C’est encore le linguiste qui corrige l’ancien lycéen, lorsqu’il met en garde de juger de la richesse d’une langue par son grand nombre de synonymes :
« On a reproché à l’anglais les excès de son vocabulaire, encombré de synonymes, que l’usage rejette rapidement, et toujours porté à en demander de nouveaux à son fournisseur habituel, le latin… Le français non plus n’est pas sans reproche par l’empressement qu’il met à adopter des mots nouveaux, quand les vieux, parfaitement vivaces, suffisaient à l’expression((Idem, p. 269.)). »
En effet, de quelle utilité est pour la langue le fait d’avoir deux mots pour un même sens, péninsule et presqu’île, par exemple, rive et berge, et tant d’autres doublets, dont on s’épuise à marquer les soi-disant nuances ? Ce qui n’empêche par l’ancien élève de conclure :
« Le français se recommande notamment par son exactitude et sa clarté. Bien loin de tolérer les licences, les exagérations, les éclats, approuvés par certaines langues voisines il recherche en tout une précision telle((Idem, p. 405.,)) etc… ».
Pour pousser plus loin, et conclure sur cette question de la supériorité d’un vocabulaire donné, dans une langue donnée, il serait bon de voir quelles qualités devrait présenter un tel vocabulaire, et si le français les possède à un degré supérieur. Il semble, d’après ceux-mêmes qui le louent, qu’on attache beaucoup de prix à la richesse, à la clarté, à la précision.
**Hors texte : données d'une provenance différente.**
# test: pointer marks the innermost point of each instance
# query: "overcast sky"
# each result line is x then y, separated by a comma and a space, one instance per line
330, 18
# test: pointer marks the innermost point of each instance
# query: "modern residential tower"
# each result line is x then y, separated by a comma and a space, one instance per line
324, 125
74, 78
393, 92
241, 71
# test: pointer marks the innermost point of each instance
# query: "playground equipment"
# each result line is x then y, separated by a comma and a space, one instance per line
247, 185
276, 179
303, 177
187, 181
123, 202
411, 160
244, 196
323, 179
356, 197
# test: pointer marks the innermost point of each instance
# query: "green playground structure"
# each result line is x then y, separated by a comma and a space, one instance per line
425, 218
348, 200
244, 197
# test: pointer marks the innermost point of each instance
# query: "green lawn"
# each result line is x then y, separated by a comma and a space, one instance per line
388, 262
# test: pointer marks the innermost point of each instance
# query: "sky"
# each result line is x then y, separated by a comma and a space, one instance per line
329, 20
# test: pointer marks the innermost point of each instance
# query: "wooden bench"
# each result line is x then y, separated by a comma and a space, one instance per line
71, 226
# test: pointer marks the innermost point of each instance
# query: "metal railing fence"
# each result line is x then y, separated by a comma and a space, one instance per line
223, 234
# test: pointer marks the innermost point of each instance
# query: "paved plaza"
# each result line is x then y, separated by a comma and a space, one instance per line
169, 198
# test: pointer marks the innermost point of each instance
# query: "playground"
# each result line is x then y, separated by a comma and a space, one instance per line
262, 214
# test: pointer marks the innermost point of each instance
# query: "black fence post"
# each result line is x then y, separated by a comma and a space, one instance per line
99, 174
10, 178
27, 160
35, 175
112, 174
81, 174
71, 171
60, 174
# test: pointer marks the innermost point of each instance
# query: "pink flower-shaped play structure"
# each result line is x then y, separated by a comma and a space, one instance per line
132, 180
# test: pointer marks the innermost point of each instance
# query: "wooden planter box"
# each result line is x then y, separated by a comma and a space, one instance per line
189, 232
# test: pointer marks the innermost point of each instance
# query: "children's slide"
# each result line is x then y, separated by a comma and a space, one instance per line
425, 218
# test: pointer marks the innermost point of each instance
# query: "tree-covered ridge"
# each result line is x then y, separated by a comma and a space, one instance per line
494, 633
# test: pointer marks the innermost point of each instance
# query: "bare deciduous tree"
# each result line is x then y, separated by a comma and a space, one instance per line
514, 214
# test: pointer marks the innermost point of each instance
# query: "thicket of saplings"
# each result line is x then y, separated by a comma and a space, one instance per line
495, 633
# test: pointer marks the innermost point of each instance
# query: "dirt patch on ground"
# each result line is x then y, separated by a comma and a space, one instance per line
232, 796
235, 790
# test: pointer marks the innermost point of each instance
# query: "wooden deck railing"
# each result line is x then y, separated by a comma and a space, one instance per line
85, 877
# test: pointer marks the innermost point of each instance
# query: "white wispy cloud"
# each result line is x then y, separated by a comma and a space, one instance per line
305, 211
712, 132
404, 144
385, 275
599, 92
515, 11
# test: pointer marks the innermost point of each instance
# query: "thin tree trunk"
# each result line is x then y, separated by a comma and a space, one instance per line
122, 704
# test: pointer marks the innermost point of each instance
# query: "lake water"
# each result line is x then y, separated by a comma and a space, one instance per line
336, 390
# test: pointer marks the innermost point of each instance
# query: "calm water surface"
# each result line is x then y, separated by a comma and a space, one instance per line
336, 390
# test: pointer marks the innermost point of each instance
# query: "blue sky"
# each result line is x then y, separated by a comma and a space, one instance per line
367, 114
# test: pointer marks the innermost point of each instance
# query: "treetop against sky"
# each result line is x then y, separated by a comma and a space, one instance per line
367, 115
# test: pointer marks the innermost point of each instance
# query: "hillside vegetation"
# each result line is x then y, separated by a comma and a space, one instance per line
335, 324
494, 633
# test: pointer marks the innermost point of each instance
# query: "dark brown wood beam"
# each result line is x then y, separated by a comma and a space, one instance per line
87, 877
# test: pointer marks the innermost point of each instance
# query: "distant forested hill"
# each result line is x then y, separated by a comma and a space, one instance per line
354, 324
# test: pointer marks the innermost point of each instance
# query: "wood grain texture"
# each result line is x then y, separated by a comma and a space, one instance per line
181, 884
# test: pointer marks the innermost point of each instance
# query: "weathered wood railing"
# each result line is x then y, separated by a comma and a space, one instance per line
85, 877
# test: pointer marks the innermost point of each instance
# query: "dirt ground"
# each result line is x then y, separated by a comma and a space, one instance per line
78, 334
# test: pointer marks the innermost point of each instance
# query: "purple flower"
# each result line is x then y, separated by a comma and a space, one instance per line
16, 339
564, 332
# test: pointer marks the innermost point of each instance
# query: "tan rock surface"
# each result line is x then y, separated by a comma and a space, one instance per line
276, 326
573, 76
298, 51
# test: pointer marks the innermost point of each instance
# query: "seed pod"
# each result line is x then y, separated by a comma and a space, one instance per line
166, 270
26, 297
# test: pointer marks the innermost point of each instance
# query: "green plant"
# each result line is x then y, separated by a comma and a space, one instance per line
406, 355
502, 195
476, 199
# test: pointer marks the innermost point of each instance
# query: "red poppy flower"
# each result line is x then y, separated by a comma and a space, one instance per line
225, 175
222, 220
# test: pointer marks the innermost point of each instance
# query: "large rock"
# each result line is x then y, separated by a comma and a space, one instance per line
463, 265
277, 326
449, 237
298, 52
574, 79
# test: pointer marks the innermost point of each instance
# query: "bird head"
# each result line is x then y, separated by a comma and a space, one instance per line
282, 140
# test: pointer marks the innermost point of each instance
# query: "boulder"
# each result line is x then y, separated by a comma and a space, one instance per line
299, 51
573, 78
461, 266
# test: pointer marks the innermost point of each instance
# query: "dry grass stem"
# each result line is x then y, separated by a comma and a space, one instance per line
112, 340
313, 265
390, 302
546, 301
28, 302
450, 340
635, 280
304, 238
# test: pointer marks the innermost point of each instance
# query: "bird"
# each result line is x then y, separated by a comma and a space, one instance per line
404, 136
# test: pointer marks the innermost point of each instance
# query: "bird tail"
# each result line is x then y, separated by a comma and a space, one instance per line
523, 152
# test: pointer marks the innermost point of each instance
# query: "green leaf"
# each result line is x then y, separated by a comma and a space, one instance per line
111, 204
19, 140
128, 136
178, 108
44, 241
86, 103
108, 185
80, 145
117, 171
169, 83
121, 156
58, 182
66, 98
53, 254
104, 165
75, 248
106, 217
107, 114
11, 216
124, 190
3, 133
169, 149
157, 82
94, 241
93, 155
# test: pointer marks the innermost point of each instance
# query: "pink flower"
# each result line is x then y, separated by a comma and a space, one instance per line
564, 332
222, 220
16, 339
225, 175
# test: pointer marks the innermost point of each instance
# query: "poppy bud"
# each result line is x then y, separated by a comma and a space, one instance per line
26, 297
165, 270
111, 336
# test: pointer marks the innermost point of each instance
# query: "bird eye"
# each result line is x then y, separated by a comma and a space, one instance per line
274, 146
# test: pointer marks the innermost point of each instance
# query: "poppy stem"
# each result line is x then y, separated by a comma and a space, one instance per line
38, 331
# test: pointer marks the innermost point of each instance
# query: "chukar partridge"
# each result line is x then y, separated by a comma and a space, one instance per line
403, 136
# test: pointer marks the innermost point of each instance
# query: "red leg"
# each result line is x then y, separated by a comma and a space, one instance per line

Qu’est-ce qu’une langue riche ? Si on appelle ainsi celle qui a un mot pour chaque chose, il ne semble pas que le français doive être mis au-dessus de quelque autre que ce soit. Le vocabulaire reflète la civilisation intellectuelle et matérielle : nous avons des mots pour tout ce que nous possédons. Mais comme la possession de cette civilisation nous est commune avec les trois quarts du monde, il n’y a pas à en tirer la preuve d’une supériorité. Tant que les Arabes n’ont pas eu les « bien-faits de la civilisation », il leur a manqué des mots pour dire : auto, steamer, garde-champêtre, et garde-à-vous ; mais depuis que cette lacune est comblée, ils ont le mot et la chose : toro-mubil (auto), babor (vapor, de l’espagnol), chuaubet (charapètie), gardawa (gardavouer, se mettre au garde-à-vous), et les capitaines de chasseurs qui tirent de ces vocables européens réformés une preuve de l’infériorité des arabes incapables d’apprendre le français, oublient que le français a enrichi son vocabulaire de la même manière : les Arabes pourraient leur rappeler amiral (de amir-al-bahr, chef de la mer), dont les avatars linguistiques valent bien ceux de garde-champêtre devenu chuaubet. Tant que les indigènes du Bangui n’eurent pas enrichi assez le gouverneur pour qu’il se paie une auto, leur bagage ne contenait pas le mot. Fallait-il en conclure que leur langue était pauvre ? Non, mais leur civilisation. Du jour où l’auto apparut, elle eut un nom, pas même tiré de l’européen : ce fut koutou-koutou, onomatopée qui ne peut même pas servir à les accuser d’une mentalité enfantine. Que dirait-on alors du « génie » d’un peuple qui a inventé coucou, cri-cri, tic-tac, et tant d’autres.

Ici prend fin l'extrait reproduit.